At a check-up appointment two weeks ago to see how her arm was healing, I took note of the unique relationship between the orthopedic doctor and his nurse. Most of the nurses at the hospital, whether male or female, are Filipino or Indian. This nurse (a man) was Arab (Yemeni - I asked him later).

In addition, the power dynamic between doctors and nurses is usually respectful, but very clear. The doctors give orders and the nurses follow them. It's very obvious who's in charge.

But with this doctor and this nurse, they seemed to treat each other as equals. The doctor consulted with the nurse about Magdalena's case. They looked over the x-rays together. The doctor asked the nurse's advice about the best course of action (they ended up putting on a new cast that left her elbow free, but encased more of her hand).

It was unusual enough that as I watched this all play out, I immediately started spinning theories in my head that could solve the mystery. And the one I came up with was that the Yemeni man was probably a doctor in Yemen, but his credentials didn't transfer straight across in the UAE, so he worked as a nurse.
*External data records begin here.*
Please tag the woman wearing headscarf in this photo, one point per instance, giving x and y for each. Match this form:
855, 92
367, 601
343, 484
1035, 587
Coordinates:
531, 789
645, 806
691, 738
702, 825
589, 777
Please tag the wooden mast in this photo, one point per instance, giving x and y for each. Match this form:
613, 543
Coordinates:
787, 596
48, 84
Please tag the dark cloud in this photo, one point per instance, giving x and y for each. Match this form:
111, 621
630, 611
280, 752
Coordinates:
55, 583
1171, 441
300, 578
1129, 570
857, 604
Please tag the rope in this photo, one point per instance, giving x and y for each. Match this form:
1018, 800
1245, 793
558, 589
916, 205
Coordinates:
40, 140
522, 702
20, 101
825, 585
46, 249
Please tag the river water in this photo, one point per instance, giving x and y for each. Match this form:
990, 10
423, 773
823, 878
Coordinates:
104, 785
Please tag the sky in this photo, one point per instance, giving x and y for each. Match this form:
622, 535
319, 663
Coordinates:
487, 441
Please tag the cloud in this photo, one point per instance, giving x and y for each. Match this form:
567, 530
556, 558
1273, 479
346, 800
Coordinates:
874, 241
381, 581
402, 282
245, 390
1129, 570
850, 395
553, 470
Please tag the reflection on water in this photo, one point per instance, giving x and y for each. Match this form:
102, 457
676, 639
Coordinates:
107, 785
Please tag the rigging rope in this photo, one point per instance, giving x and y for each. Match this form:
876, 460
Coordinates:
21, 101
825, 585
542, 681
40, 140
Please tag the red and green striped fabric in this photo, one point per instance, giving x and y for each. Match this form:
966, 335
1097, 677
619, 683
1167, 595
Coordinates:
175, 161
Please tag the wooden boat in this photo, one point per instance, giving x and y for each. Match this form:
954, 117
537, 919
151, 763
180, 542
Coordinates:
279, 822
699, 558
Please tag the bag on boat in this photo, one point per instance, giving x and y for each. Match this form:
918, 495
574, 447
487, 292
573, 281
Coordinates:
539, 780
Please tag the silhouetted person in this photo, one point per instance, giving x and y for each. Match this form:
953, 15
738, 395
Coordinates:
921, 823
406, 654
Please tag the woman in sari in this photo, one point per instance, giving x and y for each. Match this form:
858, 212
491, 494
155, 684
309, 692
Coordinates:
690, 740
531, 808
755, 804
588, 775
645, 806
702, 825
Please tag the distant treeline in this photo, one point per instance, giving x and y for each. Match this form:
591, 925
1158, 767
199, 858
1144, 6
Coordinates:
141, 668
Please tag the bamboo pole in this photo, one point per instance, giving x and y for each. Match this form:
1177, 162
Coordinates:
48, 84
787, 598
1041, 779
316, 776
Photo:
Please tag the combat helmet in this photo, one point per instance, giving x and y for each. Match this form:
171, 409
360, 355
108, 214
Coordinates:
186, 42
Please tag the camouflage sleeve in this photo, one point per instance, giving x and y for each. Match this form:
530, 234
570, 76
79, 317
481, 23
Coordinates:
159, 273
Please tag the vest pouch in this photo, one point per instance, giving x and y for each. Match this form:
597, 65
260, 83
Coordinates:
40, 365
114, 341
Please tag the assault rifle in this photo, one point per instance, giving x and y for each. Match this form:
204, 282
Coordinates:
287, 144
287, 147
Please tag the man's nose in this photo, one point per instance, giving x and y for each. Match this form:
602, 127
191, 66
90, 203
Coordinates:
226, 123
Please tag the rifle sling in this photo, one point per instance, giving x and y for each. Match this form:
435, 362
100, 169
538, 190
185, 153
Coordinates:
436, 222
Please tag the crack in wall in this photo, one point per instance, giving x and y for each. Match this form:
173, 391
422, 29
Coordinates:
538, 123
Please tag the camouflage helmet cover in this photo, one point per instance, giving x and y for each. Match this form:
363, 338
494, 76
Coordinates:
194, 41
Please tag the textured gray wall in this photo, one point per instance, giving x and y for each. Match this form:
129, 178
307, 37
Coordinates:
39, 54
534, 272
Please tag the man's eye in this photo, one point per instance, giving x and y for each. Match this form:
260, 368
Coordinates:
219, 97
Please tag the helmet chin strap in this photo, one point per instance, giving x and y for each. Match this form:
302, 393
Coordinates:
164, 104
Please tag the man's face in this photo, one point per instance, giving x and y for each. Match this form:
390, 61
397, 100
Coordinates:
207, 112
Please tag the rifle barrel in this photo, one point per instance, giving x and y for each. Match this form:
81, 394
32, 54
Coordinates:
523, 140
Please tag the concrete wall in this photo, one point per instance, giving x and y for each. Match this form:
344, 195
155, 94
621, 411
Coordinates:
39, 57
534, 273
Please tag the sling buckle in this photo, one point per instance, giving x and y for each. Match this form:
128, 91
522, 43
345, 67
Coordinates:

But the orthopedic doctor knew he was a doctor in Yemen, and afforded him the respect that station deserved, even though his official job title was now nurse.

Last night at our appointment to have the cast removed, I worked up the courage to ask the Yemeni nurse about it. And it turns out that I was right! He used to be an orthopedic doctor in Yemen, but his qualifications aren't worth the same in the UAE. So he works as a nurse. And the doctor knows this.

I also found out that he has two wives, one here in the UAE and one back in Yemen, and six children (one girl and five boys) between them.

The moral of the story is that sometimes it pays to ask people questions. Where are you from? What did you do there? Tell me about your family. Tell me about your life. You almost always find out the most interesting things, and solve mysteries in the process.

2 comments:

Susanne said...

S's brother was a doctor in Syria, but he cannot get a job in the UAE so he is in the process of moving to Oman. I don't know if he will have to be a nurse though. Interesting story! I'm glad to hear that others like to ask questions.

Jen said...

I've heard lots of stories about Central and South American doctors coming to the US and working as day laborers.....(a sad situation for all of us, I think)....but in my America-centric perspective, I'd never considered how the immigration of medical professionals translates over other borders.